Redazione ANSA FIRENZE

(ANSA) - FIRENZE, 30 OTT - "La Regione Toscana vuol fare da buon padre di famiglia verso le giovani generazioni e dare loro un'occasione per mettersi in gioco. Per questo motivo, senza garanzie e richiedere senza troppi fogli o domande, ai giovani che vogliono provare a creare un'impresa, mettiamo a disposizione voucher, credito e agevolazioni. Le misure sono molto ampie e i settori in cui questi giovani possono mettere su impresa sono i più vari, dall'artigianato, al commercio o al turismo". Così l'assessore toscano alle attività produttive Stefano Ciuoffo, spiega il senso di tre bandi lanciati dalla Regione il 15 ottobre, dedicati alla creazione di nuove imprese da parte dei giovani. I bandi, per un totale di 21 milioni di euro, rientrano nell'ambito del Programma operativo (Por Creo) del Fondo europeo per lo sviluppo regionale (Fesr) 2014-20 e sono anche stati inseriti all'interno del progetto 'Giovanisì'.

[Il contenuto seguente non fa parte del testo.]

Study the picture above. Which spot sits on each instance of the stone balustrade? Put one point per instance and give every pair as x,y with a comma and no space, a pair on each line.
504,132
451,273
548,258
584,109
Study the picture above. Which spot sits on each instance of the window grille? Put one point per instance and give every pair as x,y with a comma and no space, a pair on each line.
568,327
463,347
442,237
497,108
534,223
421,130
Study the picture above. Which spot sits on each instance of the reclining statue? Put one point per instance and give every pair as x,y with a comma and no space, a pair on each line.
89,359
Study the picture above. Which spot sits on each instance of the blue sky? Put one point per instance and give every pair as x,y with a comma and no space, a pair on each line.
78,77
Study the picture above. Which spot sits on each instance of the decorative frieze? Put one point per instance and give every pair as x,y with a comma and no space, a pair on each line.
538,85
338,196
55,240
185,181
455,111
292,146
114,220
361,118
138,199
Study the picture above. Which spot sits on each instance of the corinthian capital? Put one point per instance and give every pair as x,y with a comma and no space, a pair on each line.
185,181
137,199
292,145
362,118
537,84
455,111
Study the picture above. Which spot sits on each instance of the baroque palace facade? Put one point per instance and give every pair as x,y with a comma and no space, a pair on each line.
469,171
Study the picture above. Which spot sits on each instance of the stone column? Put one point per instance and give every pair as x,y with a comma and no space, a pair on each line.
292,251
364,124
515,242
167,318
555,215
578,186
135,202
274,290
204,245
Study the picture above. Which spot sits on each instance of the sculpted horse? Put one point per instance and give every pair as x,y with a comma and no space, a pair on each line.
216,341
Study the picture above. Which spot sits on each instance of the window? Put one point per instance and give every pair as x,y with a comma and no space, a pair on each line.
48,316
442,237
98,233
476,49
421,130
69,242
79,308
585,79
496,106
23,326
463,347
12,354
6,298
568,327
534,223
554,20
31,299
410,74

    "Spero che la risposta sia la più ampia possibile - ha aggiunto - e che si crei il più alto numero possibile di nuove imprese giovani. Vedo i primi riscontri e a pochi giorni dal lancio del bando sto vendendo sollecitazioni importanti e non credo che ci vorrà molto tempo per esaurire le risorse a disposizione". L'assessore ha ricordato che "il Porcreo è una misura che mette a disposizione ingenti risorse. La Regione Toscana sta conducendo i bandi su più linee. In particolare la misura che abbiamo avviato dal 15 ottobre è rivolta ad una scommessa: arrivare direttamente alla nuova imprenditoria giovanile". Per Ciuoffo "purtroppo nel nostro mondo, e a causa dei rischi pesanti di insuccesso, pensiamo di tutelare i giovani sottraendoli alla possibilità di avviare un'attività di impresa". "Viviamo l'insuccesso come un'esperienza assolutamente negativa. Noi siamo invece convinti che non sia così - ha aggiunto -. Soprattutto oggi, perché in questo momento la vera competizione sta nell'innovazione, nella valorizzazione dei processi di informatizzazione digitali, e nella ricerca di nuove economie avanzate e dinamiche. In un mercato molto dinamico come quello occidentale, la mortalità delle imprese è da mettere in conto. Vogliamo sollecitare i giovani a mettersi in gioco".
    (ANSA).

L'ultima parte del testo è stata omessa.